Tom Ewing’s Regulatory Update

* The Coasties Are Working Overtime: (But what else is new, right?) The comment period for the Port Access Route Study (PARS) “Alaskan Arctic Coast” closed this past week. That study started in December 2018. The comment period was extended a number of times. Has the arctic coast changed in the past 4 years? Well, that depends, of course, on how you read the doomsday clock. The same day as this PARS deadline the CG announced a new PARS: “Approaches to Maine, New Hampshire, and Massachusetts.” The primary purpose: “to consider whether existing or additional routing measures are necessary to improve navigation safety due to factors such as planned or potential offshore development, current port capabilities and planned improvements, increased vessel traffic, changing vessel traffic patterns, weather conditions, or navigational difficulty.” Comments are due May 16.

* Under the Magnifying Glass: NOAA and National Marine Fisheries Service (NMFS) announced the start of an Endangered and Threatened Species review of the North Pacific Right Whale. The Endangered Species Act (ESA) requires such a review every five years.
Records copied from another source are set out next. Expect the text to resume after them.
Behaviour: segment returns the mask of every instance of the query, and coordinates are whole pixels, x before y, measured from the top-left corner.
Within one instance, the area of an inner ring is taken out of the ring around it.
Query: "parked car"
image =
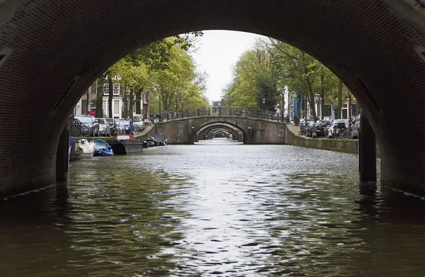
[[[324,137],[324,131],[330,127],[332,123],[330,120],[317,120],[314,124],[312,137]]]
[[[313,137],[313,131],[314,130],[314,121],[307,121],[307,128],[305,129],[305,135],[310,137]]]
[[[142,116],[133,116],[133,125],[139,126],[139,130],[144,130],[144,120]]]
[[[331,126],[329,128],[329,132],[327,137],[329,138],[336,138],[338,137],[339,132],[341,130],[345,130],[346,128],[346,120],[344,119],[336,119],[334,120]]]
[[[312,119],[309,119],[307,120],[307,123],[314,123],[314,121]],[[302,130],[304,129],[304,125],[305,124],[305,118],[301,118],[301,120],[300,120],[300,133],[302,135],[307,135],[307,132],[302,132]]]
[[[358,134],[360,133],[360,114],[356,117],[354,121],[353,121],[351,126],[352,135],[351,138],[358,138]]]
[[[110,135],[110,126],[105,118],[96,118],[95,122],[97,122],[99,125],[100,134],[102,134],[103,137],[108,137]]]
[[[135,135],[135,126],[130,118],[116,118],[115,120],[117,124],[117,130],[118,134],[122,135]]]
[[[95,122],[96,118],[91,115],[76,115],[74,118],[78,119],[82,125],[86,125],[91,130],[93,136],[99,135],[99,124]]]
[[[117,124],[115,122],[113,118],[103,118],[108,123],[109,123],[109,130],[110,130],[110,135],[114,136],[118,134],[117,129]]]

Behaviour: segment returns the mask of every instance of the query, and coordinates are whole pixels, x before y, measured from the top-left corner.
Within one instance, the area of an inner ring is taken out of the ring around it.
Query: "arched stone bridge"
[[[225,129],[247,145],[285,143],[285,124],[239,116],[200,116],[155,124],[155,132],[171,144],[193,144],[213,130]]]

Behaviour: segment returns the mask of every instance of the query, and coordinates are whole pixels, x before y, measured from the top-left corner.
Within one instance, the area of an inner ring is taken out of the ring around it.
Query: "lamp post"
[[[181,98],[181,118],[183,118],[183,102],[184,101],[184,98]]]
[[[174,102],[174,118],[177,118],[177,89],[174,89],[174,96],[176,97],[176,102]]]
[[[320,118],[320,114],[322,113],[320,111],[320,101],[322,99],[322,95],[319,93],[317,93],[315,94],[316,96],[316,103],[317,103],[317,118]]]
[[[283,122],[283,116],[285,115],[285,88],[282,88],[281,96],[282,96],[282,122]]]
[[[161,94],[162,93],[162,88],[159,88],[159,121],[162,121],[162,113],[161,113]]]

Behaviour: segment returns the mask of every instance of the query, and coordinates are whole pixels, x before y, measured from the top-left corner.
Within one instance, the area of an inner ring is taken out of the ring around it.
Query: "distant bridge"
[[[285,123],[265,111],[218,108],[162,113],[155,132],[165,135],[171,144],[191,145],[212,138],[218,132],[232,134],[246,145],[284,144]]]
NMFS writes that the review “must be based on the best scientific and commercial data available at the time of the review.” The agency is requesting “any such information on the North Pacific right whale, particularly information on its status, threats, and recovery that has become available since the previous 5-year review” from December 2017. NOAA estimates there are likely fewer than 500 North Pacific right whales remaining, and most sightings have been of single whales, though small groups have been sighted. NMFS uses five core factors to determine endangered or threatened status. The first one listed: “The present or threatened destruction, modification, or curtailment of its habitat or range.” Could that include wind energy areas proposed for CA and likely to follow off the coasts of Oregon and Washington? Comments are due May 31.

* You Need Stuff to Make Stuff: Department of Interior (DOI) had a critical announcement last week: it is seeking comments to “inform an interagency working group on mining regulations, laws and permitting.” Currently, a mining permit in the US can take 20 years. DOI’s move shows the push and pull of forces trying to steer this set of issues. The Federal Register notice references President Biden’s EO 14017 which requires a review of mining standards, for environmental protection, on the one hand, but also the need to “examine opportunities to reduce time, cost, and risk of permitting.” This is a focus repeated in the recent infrastructure act. In contrast, last September, Tribes and environmental groups petitioned DOI for a rulemaking to strengthen mining and land use laws. The working group will include DOA, the Forest Service, EPA, the Army Corps and DOE and DOC. One rhetorical question from DOI: How could updates to the Mining Law of 1872, or other relevant statutes, help provide more certainty and timeliness in the permitting process? Wow… 1872…a relevant statute..! The Working Group apparently is limited to government staff. However, watch for upcoming public roundtables providing a chance to comment. Written comments are due by July 31.